In March, the U.S. government introduced two weeks of emergency paid sick leave at 100 per cent of the person’s salary, up to US$511 a day, for COVID-related reasons. In the 38 states that did not mandate paid sick leave, the new regulation resulted in 15,000 fewer cases a day nationwide, or 400 fewer per state, according to an October report in the journal, Health Affairs.
The Trudeau government didn’t introduce the Canada Recovery Sickness Benefit (CRSB) until late September. The benefit provides $500 a week for up to two weeks for workers who need to take time off because of COVID-19.
But the federal program pays less than what a worker would receive at minimum wage in most provinces. For people living paycheque to paycheque, any drop in income or delay in receiving the government benefit would cause unbearable financial stress, according to Carolina Jimenez, a nurse and spokeswoman with the Decent Work and Health Network.
Workers are also not eligible for the benefit unless they lose more than half of their hours in a week, making it difficult to stay home for a day or two if they think they may have the virus and are waiting for test results.
“If you wake up in the morning with symptoms and there are any barriers in accessing a sick day, workers are not as likely to use the benefit,” Ms. Jimenez said. “People are worried that they won’t be eligible.”
So far, 295,000 applications and $147-million under the CRSB program have been approved for nearly 178,000 people, according to data from the federal government. At the same time, workplace outbreaks have continued to rise, drawing questions about the effectiveness of the initiative.
“Whatever the arrangements presently in place, they are either not adequate or not adequately understood,” Toronto Mayor John Tory said during a recent news conference.

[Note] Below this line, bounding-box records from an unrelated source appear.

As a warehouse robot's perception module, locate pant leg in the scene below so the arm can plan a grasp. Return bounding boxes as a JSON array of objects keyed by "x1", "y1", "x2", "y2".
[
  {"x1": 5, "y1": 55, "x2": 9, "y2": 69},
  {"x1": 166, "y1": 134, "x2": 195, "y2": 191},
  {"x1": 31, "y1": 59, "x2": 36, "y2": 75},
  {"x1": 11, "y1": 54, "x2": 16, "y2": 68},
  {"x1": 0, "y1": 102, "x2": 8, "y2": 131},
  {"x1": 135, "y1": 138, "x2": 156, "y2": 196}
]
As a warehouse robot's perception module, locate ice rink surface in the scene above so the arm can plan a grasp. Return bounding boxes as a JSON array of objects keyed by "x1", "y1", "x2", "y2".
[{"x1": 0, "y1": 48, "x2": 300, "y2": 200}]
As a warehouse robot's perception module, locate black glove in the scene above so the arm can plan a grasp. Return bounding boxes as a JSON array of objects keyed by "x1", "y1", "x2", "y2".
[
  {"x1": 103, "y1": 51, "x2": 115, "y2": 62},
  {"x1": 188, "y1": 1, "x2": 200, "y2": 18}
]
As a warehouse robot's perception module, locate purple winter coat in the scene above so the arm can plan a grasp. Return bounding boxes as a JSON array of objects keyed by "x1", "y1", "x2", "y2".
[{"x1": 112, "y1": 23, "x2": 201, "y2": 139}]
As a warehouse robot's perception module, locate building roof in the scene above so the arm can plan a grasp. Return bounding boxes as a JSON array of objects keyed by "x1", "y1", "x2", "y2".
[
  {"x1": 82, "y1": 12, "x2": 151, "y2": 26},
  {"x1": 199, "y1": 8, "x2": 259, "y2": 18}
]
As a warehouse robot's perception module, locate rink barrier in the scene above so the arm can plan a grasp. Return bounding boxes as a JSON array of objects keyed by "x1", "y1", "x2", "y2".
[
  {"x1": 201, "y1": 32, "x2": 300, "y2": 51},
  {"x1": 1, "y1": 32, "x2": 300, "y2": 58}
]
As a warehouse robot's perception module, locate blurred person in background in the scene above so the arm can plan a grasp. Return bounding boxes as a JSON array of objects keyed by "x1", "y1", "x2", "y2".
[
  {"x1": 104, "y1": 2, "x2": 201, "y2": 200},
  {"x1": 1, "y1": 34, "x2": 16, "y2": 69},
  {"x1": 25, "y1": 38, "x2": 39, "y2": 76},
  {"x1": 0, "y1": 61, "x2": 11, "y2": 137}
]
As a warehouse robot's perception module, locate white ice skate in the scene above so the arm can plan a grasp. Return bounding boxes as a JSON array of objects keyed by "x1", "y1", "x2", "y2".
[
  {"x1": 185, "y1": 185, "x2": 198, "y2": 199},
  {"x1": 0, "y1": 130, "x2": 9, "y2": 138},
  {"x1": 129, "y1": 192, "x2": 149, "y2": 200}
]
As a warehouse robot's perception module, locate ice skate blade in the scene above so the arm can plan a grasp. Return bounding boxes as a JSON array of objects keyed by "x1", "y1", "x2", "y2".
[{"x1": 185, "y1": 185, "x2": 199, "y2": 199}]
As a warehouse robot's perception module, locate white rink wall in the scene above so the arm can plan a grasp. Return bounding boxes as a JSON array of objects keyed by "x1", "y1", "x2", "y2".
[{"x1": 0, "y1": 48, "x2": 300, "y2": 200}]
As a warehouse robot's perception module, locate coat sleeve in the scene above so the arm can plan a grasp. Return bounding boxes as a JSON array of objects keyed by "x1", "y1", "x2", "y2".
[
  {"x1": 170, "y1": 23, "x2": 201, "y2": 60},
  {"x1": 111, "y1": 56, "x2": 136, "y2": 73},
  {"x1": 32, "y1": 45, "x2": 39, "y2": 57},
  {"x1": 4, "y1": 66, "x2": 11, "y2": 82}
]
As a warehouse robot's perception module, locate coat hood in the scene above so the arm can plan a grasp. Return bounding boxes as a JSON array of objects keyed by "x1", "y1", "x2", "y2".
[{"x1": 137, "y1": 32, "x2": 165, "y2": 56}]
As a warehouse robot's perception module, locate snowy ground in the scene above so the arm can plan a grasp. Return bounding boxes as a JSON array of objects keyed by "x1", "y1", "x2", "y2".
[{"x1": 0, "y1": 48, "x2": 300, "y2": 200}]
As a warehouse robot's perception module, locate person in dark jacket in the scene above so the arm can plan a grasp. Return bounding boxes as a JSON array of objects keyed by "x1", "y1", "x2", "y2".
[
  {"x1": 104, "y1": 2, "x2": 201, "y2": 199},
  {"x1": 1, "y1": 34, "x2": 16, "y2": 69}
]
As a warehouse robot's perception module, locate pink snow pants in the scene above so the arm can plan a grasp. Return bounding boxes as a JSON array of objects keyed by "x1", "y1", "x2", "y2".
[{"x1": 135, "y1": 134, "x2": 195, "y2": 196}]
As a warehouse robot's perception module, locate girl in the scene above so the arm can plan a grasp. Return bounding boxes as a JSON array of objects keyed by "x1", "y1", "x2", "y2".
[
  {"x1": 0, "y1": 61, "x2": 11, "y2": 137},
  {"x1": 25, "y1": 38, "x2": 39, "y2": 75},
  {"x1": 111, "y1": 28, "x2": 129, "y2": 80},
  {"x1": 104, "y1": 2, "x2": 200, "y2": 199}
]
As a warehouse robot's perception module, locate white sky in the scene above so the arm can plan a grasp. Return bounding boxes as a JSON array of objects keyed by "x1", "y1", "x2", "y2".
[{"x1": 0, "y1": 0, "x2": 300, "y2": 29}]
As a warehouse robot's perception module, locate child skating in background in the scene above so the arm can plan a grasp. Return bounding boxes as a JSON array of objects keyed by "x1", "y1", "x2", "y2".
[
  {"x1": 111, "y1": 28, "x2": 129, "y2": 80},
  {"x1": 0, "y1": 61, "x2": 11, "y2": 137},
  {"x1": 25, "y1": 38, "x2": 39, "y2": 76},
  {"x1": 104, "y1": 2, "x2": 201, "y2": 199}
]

Access to paid sick leave varies widely across Canada. Ottawa mandates that federally regulated industries – including banks, telecommunication providers, marine, rail and air transportation companies – provide at least five paid personal days each year.
But that’s not the case in many provinces. With the exception of Quebec, where employees receive two paid sick days after three months of continuous employment, and Prince Edward Island, where workers are eligible for one day after five years, other provinces do not mandate that employers pay any sick days. Ontario previously mandated two paid personal emergency leave days a year, but Premier Doug Ford’s Conservative government replaced the benefit with three unpaid days for personal illness in early 2019. Earlier in the pandemic, the province extended the policy to an unspecified number of days to allow workers to isolate without pay.
Some provinces have offered other measures. Alberta introduced emergency isolation pay in early spring, but ended the program after the government lifted the state of public-health emergency in June. (That state of emergency was reinstated this week.)
Alberta, British Columbia and the other provinces also mandate a few days of protected leave, and some have extended the policy to a few weeks to match isolation periods required during the pandemic. But that leave is unpaid, leaving people with little choice but to go to work sick, according to Canadian Union of Public Employees Alberta President Rory Gill.
“There are folks – in long-term care especially – who may be on their fourth or fifth round of isolation,” Mr. Gill said. “Our chief medical officer of health is telling people to isolate … but if you don’t have sick days or you’re working precariously then it’s tough luck.”